Syafiuddin berharap, inovasi Mobil Water Treatment dan Mobil Incinerator ini, mampu memperluas edukasi lingkungan. Serta membantu menciptakan budaya bersih di lingkungan pesantren dan sekitarnya.
“Program ini tidak hanya memberikan layanan teknis. Tetapi juga meningkatkan kesadaran masyarakat akan pentingnya menjaga kelestarian lingkungan”, pungkasnya.

Melihat kesuksesan tersebut, PT Pelindo Terminal Petikemas mendukung langkah Unusa dengan menambahkan fasilitas incinerator untuk pengolahan sampah yang lebih efisien dan ramah lingkungan.
Corporate Secretary PT Pelindo Terminal Petikemas, Widyaswendra, menjelaskan bahwa program ini merupakan bagian dari upaya tanggung jawab sosial perusahaan yang berkelanjutan.
“Water Treatment di Madura berhasil memberikan dampak positif yang nyata. Oleh karena itu, kami mendorong pengembangan lebih lanjut dengan menambahkan incinerator agar pengolahan sampah di pesantren menjadi lebih optimal,” jelasnya.
“PT Pelindo sangat mendukung inisiatif ini. Agar dampaknya bisa dirasakan secara lebih luas. Tidak hanya terbatas pada pesantren, tetapi juga oleh masyarakat di sekitarnya”, ungkapnya.
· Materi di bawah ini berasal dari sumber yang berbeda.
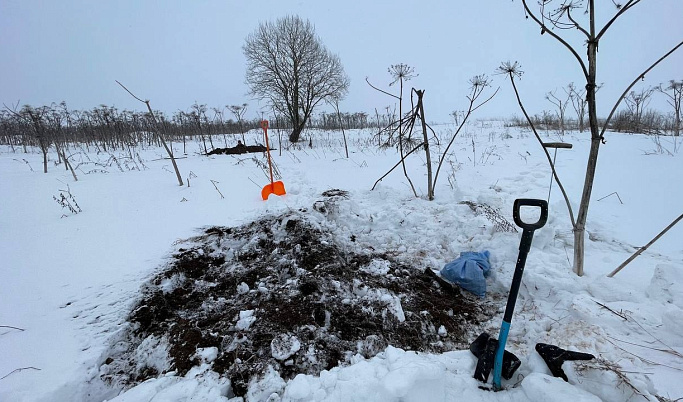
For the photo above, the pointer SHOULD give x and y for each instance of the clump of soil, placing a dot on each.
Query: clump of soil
(280, 292)
(237, 150)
“Kami berharap program ini mampu meningkatkan kesadaran masyarakat tentang pentingnya kebersihan air dan pengolahan sampah yang benar. Selain mendukung pondok pesantren, edukasi lingkungan ini akan bermanfaat bagi masyarakat umum”, pungkasnya.
Ke depan, Unusa dan PT Pelindo berkomitmen untuk terus mengembangkan program ini dengan melakukan evaluasi berkala guna memastikan efektivitasnya.
Kolaborasi ini bertujuan mewujudkan masyarakat yang lebih peduli terhadap lingkungan sekaligus memastikan ketersediaan air bersih yang aman bagi masyarakat.